Proponents of net neutrality, like PM Trudeau and Silicon Valley, argue that these regulations preserve the fundamental internet standards and international consensus authority. What Pai is proposing is bit-shaping the transport of application data in order to undermine the transport layer’s design flexibility. This would allow for corporate censorship online with no benefit to companies large and small other than leading ISPs.

 

For Marketers, Advertising Costs Will Skyrocket

Joshua Lowcock, chief digital and innovation officer at UM, told AdWeek that repealing net neutrality is going to kill competition and innovation.

“It’s going to fundamentally change the way (marketers) can approach digital media, the ROI they can extract for it and even what partners they should be looking to and considering,” he said.

It all comes down to the user experience provided to consumers.

Marketers and agencies will find slow load speeds extremely frustrating despite following best practices for landing page optimization because analytics are likely to be skewed due to an inevitably higher bounce rate.

For smaller brands, the challenge is obvious. Enterprise-level companies will have the capital to move up and stay ranked in the top of search, while small brands would be relegated to the second and third page of SERP.

This is bad news for startups, but enterprises will inevitably suffer too. The marketing budgets of large companies are going to take a big hit for online visibility, something they already excel at. Advertising costs take another 1-2 if ISPs make deals with each other on what industries they “specialize” in.

Jascha Kaykas-Wolff, Chief Marketing Officer at Mozilla, sees the availability of online lead generation deteriorating in the age of a corporate-controlled Internet.

“Without net neutrality, creators and brands could struggle to reach new users and investment to ideas will struggle and dry up over time,” he said.

Kaykas-Wolff says the Internet might start to look more like cable TV.

“Clients should be outraged, and some of them are, at the prospect of ISPs as toll booths limiting access to a free and open internet,” one exec at a major media buying agency told AdWeek, who wished to remain anonymous. “It’s one thing to complain about a duopoly of Facebook and Google dominating digital dollars, but this action has the effect of strengthening them while adding to cost and complexity and reducing choice and information. ISPs win, but consumers, advertisers, and agencies all lose out.”

 

The Argument in Favour of Repeal

Despite backlash from the leading tech companies and the public, FCC chairman Pai and ISPs say this new revenue stream will actually drive innovation that expands and improves quality of service.

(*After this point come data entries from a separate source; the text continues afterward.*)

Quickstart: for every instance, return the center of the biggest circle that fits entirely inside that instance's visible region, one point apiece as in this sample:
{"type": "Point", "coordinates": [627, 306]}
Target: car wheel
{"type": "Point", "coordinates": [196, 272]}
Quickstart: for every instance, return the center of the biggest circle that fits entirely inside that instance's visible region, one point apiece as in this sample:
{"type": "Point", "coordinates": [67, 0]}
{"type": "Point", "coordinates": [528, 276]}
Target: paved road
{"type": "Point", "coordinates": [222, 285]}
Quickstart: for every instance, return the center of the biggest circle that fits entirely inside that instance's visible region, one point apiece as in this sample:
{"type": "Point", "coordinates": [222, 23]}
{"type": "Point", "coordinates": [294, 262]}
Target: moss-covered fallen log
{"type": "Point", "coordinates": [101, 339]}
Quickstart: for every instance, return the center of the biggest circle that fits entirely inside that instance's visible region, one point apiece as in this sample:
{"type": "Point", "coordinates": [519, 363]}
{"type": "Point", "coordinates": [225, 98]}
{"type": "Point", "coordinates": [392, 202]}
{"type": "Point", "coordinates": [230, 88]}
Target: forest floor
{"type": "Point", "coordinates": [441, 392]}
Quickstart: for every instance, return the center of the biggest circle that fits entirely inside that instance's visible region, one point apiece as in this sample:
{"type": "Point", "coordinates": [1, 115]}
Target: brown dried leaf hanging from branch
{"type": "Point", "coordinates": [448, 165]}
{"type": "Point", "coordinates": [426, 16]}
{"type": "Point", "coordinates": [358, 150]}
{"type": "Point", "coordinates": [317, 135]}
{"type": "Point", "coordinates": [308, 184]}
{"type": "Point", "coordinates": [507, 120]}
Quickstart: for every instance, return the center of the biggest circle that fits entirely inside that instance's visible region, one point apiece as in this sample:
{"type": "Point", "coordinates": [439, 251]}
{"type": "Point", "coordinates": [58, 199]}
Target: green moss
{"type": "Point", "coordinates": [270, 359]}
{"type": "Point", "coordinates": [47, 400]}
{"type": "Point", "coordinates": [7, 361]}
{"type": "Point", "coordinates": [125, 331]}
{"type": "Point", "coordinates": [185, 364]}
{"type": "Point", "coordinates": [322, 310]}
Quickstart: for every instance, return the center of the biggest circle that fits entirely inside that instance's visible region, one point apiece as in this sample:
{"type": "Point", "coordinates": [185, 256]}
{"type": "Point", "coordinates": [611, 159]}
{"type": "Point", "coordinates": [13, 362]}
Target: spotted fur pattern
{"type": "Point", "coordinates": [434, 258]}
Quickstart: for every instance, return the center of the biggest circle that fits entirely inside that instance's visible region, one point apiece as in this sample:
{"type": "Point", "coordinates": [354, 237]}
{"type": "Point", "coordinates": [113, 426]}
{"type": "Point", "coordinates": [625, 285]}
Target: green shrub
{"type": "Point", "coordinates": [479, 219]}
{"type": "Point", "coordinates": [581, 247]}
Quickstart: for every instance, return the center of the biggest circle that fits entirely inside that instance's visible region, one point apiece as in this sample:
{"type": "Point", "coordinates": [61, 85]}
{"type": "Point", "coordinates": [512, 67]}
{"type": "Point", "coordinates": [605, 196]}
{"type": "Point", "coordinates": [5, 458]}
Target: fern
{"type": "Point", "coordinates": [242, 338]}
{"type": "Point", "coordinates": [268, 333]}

Pai is pushing for light-touch regulations and removing the Internet’s common carrier status in favour of the designation of information source. He says this is necessary to take control of the Internet away from lawyers and bureaucrats and back into the hands of entrepreneurs. Pai also argues that the regulations in place during the Clinton administration were ideal and was what propelled the internet’s exponential growth in its early stages.

The FCC is set to vote on repealing net neutrality in December.